Герцог охотно принял приглашение царя Петра, и 27 июня, в день празднования преславной Полтавской виктории, прибыл в Петербург. Перед Петром предстал молодой человек 21 года, небольшого роста, худой и бледный, но принят был царем радушно, дружественно и даже с почестями. В Петербурге гостила в то время курляндская герцогиня Анна Ивановна и завистливо смотрела на жениха своей двоюродной сестрицы, утешаясь лишь тем, что оный герцог – замухрышка, такой же по виду невзрачный, каким был ее собственный супруг. Может, тоже в одночасье помрет от перепоя. В год приезда голштинского герцога в Петербург предполагаемым невестам было: Анне – 13, а Елисавете – 11 лет. Еще далеко до свадьбы им.

Царь Петр приглашал голштинского гостя на все празднества и, под веселую минуту, чокаясь с ним бокалами с венгерским, проявлял знаки своего расположения, но дела герцога не продвигались ни в отношении будущего законного брака, ни его династических притязаний. Все оканчивалось довольно неопределенным обещанием с той же оговоркой: «Поживем – увидим».

Петр смотрел на голштинского герцога, как на некий козырь в своей политической игре: в случае чего кому-то можно пригрозить или еще больше запутать затянувшееся спорное дело.

Поживем – увидим… И голштинский герцог жил, дожидаясь, когда, наконец, царь Петр что-то увидит.

II

Был герцог голштинский с царем Петром в Москве, дивился на первопрестольную. С той поры, когда главным городом Российского государства был объявлен Петербург, где и царь со своим двором и наиглавнейшие присутственные места быть стали, зачах и обезлюдел Московский Кремль, и у самих его стен москворецкая набережная в мусорную свалку обратилась.

Уж сколько лет прошло, как запретил царь Петр строить в Москве каменные дома, да, спасибо, что случился большой пожар и от Белого города почти ничего не осталось, – ну, тогда поступило царское соизволение возводить постройки каменные. Только было порадовались тому московские жители, – худа, мол, без добра не бывает, – ан через год снова запрет: нигде во всей России, кроме Петербурга, ничего из камня не возводить, а в Московском Белом и Китай-городе, как и в самом Кремле, ставить только мазанки.

В Москве, как и в других российских городах, промыслом, ремеслом каким да и торговлей не больно проживешь, а потому и городские поселенцы занимаются земледелием.
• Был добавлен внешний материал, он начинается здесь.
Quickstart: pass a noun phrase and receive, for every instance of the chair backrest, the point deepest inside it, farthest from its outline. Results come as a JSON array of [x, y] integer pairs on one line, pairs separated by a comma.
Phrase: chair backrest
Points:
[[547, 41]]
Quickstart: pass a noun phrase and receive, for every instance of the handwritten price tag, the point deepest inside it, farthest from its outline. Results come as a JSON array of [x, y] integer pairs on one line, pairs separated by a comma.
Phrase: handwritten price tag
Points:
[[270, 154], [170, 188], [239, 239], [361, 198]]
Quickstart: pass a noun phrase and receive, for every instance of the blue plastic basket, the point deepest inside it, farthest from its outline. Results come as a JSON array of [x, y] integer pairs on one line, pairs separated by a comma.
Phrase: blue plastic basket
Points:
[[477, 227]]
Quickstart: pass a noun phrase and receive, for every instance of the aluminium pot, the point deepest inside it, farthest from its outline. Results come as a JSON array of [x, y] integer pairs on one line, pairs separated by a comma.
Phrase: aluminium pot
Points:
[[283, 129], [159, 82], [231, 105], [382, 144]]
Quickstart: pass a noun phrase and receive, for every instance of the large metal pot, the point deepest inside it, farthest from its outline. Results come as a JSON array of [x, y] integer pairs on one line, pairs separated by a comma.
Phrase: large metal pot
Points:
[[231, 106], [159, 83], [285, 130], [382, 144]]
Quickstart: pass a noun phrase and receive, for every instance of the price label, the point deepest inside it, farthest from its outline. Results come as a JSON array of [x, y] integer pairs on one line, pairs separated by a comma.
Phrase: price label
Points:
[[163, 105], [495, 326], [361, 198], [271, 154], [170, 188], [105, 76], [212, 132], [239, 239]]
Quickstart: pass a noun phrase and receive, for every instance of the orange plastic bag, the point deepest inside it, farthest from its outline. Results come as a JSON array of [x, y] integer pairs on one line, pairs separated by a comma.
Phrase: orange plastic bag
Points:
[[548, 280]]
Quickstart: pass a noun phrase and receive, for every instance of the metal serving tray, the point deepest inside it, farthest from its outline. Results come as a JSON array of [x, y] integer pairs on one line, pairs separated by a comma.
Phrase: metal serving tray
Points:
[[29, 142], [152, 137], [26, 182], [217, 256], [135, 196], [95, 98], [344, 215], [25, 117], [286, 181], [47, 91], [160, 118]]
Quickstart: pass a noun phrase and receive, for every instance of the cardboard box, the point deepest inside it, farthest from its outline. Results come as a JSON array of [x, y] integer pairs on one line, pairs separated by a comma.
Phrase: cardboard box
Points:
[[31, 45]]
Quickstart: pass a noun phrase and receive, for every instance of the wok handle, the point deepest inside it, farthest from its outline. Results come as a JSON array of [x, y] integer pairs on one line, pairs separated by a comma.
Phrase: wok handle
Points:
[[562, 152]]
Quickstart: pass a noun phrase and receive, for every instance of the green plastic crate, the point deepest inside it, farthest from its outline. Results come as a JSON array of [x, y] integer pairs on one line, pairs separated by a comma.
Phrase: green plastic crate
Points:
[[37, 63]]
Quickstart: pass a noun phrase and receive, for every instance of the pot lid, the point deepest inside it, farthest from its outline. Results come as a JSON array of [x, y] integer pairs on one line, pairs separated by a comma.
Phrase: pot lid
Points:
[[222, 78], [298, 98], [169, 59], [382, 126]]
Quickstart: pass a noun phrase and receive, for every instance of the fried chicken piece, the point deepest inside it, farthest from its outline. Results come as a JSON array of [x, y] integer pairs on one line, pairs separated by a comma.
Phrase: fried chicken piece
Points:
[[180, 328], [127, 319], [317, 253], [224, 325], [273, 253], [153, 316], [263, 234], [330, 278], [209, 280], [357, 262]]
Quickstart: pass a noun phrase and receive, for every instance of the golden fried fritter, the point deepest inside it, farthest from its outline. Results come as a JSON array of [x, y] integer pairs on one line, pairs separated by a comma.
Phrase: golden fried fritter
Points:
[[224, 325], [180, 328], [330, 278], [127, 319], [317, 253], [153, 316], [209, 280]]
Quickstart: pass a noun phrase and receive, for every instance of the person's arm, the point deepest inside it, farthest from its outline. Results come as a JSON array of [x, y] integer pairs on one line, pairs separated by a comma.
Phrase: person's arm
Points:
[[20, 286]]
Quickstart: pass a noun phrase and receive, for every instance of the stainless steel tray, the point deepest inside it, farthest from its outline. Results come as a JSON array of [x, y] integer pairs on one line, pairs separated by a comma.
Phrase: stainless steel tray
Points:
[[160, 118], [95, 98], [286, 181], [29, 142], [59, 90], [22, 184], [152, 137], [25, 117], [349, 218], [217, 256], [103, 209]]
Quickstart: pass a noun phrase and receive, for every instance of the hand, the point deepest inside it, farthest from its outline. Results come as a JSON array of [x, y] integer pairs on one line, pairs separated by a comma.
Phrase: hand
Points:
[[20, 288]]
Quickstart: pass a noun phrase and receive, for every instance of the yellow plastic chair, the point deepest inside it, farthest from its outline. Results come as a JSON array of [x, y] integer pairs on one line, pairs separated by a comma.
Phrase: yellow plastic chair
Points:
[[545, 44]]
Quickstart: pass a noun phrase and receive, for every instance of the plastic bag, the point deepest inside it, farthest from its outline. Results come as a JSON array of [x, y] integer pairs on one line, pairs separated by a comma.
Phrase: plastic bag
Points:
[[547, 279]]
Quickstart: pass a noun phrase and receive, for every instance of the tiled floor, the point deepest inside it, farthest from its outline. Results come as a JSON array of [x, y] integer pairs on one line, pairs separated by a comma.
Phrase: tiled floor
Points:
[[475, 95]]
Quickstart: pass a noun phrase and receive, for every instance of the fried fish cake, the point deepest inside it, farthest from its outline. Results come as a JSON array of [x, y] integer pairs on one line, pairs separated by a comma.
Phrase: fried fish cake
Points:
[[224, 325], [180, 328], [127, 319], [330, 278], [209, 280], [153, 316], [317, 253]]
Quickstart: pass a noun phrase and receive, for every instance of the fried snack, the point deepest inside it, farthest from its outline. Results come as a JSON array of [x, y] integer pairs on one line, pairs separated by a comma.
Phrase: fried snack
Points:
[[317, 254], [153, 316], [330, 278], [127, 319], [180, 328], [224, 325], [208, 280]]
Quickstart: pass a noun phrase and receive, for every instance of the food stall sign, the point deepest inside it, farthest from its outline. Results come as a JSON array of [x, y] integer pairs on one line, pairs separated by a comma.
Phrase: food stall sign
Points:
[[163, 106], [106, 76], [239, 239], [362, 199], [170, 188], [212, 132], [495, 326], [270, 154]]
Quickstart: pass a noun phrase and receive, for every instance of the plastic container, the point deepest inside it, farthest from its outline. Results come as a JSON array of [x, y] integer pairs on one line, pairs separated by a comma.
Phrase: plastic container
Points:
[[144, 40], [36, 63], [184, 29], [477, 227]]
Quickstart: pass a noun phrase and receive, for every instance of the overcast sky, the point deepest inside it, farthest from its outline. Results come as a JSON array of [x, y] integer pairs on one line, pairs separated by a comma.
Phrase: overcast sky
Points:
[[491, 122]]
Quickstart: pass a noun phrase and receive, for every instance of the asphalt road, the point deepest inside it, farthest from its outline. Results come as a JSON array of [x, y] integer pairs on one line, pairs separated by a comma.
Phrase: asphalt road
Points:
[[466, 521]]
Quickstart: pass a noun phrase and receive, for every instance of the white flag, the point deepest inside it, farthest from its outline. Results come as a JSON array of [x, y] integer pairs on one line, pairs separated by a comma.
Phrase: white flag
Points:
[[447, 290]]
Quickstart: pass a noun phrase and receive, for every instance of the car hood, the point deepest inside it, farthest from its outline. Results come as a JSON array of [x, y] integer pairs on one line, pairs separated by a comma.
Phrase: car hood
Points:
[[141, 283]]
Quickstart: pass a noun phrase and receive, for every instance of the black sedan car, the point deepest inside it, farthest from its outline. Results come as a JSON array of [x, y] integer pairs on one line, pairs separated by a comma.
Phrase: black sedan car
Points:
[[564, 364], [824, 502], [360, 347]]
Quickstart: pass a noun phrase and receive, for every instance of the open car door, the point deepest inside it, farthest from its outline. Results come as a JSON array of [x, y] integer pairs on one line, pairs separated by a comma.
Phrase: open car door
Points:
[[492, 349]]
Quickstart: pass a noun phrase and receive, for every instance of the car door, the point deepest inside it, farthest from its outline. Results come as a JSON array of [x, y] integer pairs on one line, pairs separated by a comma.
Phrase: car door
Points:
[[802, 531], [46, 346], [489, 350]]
Рядом с застроенной домами улицей – поля да огороды. Конечно, лучше бы пахотным землям, бахчам да сенокосам за городскими заставами к деревням примыкать, но по старой привычке у московских поселян тут под рукой все было.

В подмосковном Преображенском царь Петр устроил для герцога веселый пожар. Приказал зажечь свой деревянный дворец, какой внезадолге восстановили. По царскому приказу был тот памятный и символический пожар. Именно в этом дворце, – признавался Петр голштинскому герцогу, – был составлен план жестокой войны со Швецией, теперь уже счастливо закончившейся. На радостях он, Петр, хотел огнем спалить все следы и самую память о тех злых днях. Дабы жители не испугались того пожара, царь решил придать ему вид праздничного торжества, – велел к огненному сполоху добавить еще фейерверочных огней, и сам в продолжение всего пожара бил в барабан.

Там же, в селе Преображенском, Петр вспомнил о дедовском ботике, на котором в свою ребячью пору плавал на Яузе-реке, и решил перевезти его в Петербург. Приказывал с великим бережением, без лишней торопливости везти его до самого Шлиссельбурга, а оттуда, вниз по течению реки Невы, ботик поведет сам царь.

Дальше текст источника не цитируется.